Egypt Gears Up For Landmark Presidential Vote

Egyptians are preparing to head to the polls in their first free presidential election, 15 months after ousting Hosni Mubarak in the Arab Spring uprising.

An artist paints a mural depicting presidential candidates Amr Moussa (C) and Ahmed Shafiq (L) and a combination of the faces of former president Hosni Mubarak and Field Marshal Mohamed Hussein Tantawi in Cairo May 22, 2012. Egyptian authorities have finally allowed observers of this week's presidential election to start work, monitoring groups said on Tuesday, too late for them to draw a full picture of Egypt's first genuine leadership contest.

Egyptians are preparing to head to the polls in their first free presidential election, 15 months after ousting Hosni Mubarak in the Arab Spring uprising.

Fifty million people can vote, and security is likely to be tight.

The Supreme Council of the Armed Forces (Scaf), which assumed presidential powers in February 2011, has promised a fair poll followed by civilian rule.

The election pits Islamists against secularists, and revolutionaries against Mubarak-era ministers.

The frontrunners are:

  •     Ahmed Shafiq, a former commander of the air force and briefly prime minister during February 2011 protests
  •     Amr Moussa, who has served as foreign minister and head of the Arab League
  •     Mohammed Mursi, who heads Muslim Brotherhood's Freedom and Justice Party
  •     Abdul Moneim Aboul Fotouh, an independent Islamist candidate

'Free choice'

Mr Mursi was originally the party's reserve candidate, but he was thrust into the limelight after its first choice, Khairat al-Shater, was disqualified by the Higher Presidential Electoral Commission (HPEC) over an unresolved conviction.

The Brotherhood have nevertheless likened Mr Mursi, a US-educated engineer and MP, to an underrated football substitute.

"In any match there is the reserve who plays in the last 10 minutes, scores the goal and wins the match. Mursi is our reserve player," said cleric Mohamed Abdel Maqsoud while addressing a crowd of Brotherhood supporters on Sunday.

A run-off vote is scheduled for 16 and 17 June if there is no outright winner.

BBC Middle East editor Jeremy Bowen says there is also a potential clash waiting to happen with the military, which seems determined to retain its position as the power behind the president's chair.

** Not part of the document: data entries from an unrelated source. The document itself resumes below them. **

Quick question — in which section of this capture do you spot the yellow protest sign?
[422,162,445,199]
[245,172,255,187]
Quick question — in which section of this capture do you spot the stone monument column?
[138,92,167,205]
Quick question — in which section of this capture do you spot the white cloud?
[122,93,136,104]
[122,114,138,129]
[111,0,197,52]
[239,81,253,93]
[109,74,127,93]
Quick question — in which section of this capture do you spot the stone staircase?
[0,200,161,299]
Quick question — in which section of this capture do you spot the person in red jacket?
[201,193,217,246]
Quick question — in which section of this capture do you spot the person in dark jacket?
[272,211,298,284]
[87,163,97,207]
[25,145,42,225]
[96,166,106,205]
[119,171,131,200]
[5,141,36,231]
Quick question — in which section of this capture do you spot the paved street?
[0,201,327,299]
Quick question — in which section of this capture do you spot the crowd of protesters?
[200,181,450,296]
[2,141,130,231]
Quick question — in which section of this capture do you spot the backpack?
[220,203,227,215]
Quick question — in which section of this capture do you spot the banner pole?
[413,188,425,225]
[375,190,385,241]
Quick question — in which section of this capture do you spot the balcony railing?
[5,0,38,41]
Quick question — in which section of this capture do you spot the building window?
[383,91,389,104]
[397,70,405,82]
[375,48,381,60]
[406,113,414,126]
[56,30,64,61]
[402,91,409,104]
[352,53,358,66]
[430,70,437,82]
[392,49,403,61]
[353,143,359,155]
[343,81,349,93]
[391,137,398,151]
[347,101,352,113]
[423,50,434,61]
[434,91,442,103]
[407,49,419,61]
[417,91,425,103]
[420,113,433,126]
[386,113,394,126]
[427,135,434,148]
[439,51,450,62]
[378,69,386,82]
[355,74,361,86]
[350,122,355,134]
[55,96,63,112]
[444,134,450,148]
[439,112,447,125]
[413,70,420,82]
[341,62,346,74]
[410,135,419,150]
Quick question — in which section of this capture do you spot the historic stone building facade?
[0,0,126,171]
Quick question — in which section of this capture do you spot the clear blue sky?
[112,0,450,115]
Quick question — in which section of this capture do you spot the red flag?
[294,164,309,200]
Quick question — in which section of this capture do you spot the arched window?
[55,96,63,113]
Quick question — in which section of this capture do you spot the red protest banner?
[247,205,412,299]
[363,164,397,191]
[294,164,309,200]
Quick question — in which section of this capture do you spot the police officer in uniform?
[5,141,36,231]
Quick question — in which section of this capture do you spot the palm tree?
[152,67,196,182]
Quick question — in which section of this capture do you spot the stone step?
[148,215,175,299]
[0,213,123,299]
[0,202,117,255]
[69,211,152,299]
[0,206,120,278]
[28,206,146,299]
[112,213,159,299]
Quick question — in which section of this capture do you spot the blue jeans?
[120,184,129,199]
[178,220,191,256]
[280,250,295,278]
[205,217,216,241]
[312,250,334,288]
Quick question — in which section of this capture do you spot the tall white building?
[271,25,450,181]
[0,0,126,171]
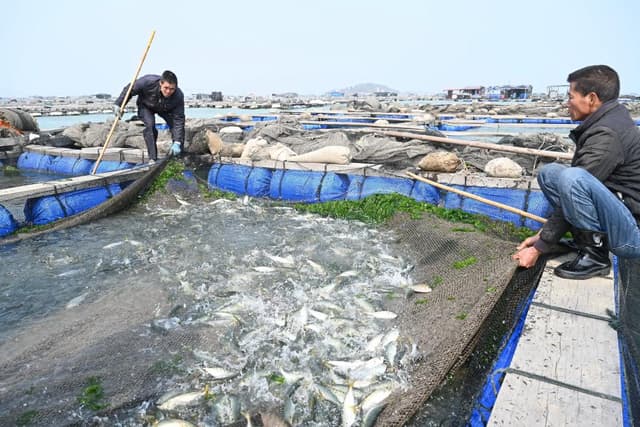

And the electorate does not know what powers the new president will have to do his job, as they are still waiting for them to be spelled out in a new constitution, our correspondent adds.

The election is being hailed as a landmark for Egyptians, who have the opportunity to choose their leader for the first time in the country's 5,000-year recorded history.

The Scaf, worried about potential post-election unrest, has sought to reassure Egyptians that it will be the voters themselves to decide the next president.

"It is important that we all accept the election results, which will reflect the free choice of the Egyptian people, bearing in mind that Egypt's democratic process is taking its first step and we all must contribute to its success," it said in a statement on Monday.

Prime Minister Kamal al-Ganzuri on Tuesday expressed hope that the election would be calm.

He called on "candidates, political forces, parties to urge their supporters to respect the will of others and accept the results of the election".

The 15 months since Mr Mubarak was forced from power has been turbulent, with continued violent protests and a deteriorating economy.

Foreign direct investment has reversed from $6.4bn (£4bn) flowing into the country in 2010 to $500m leaving it last year.

Tourism, a major revenue generator for the country, has also dropped by a third.

The new president will also have to reform the police to deal with the rash of crime that followed the uprising.

As many as a third of voters are reported to be undecided about which candidate to choose.

"I can't decide. I want someone who can provide stability and prosperity," Hussam Sobeih, 45, told the Reuters news agency.

"I was with the revolution until Mubarak was toppled but after that the situation worsened and I want to get my life back."

The Arab Spring began in Tunisia last year when weeks of protests forced President Zine al-Abidine Ben Ali from power, inspiring pro-democracy activists across the Arab world.

Egyptian President Hosni Mubarak, in power for three decades, resigned on 11 February 2011 after 18 days of protests in Cairo and other cities.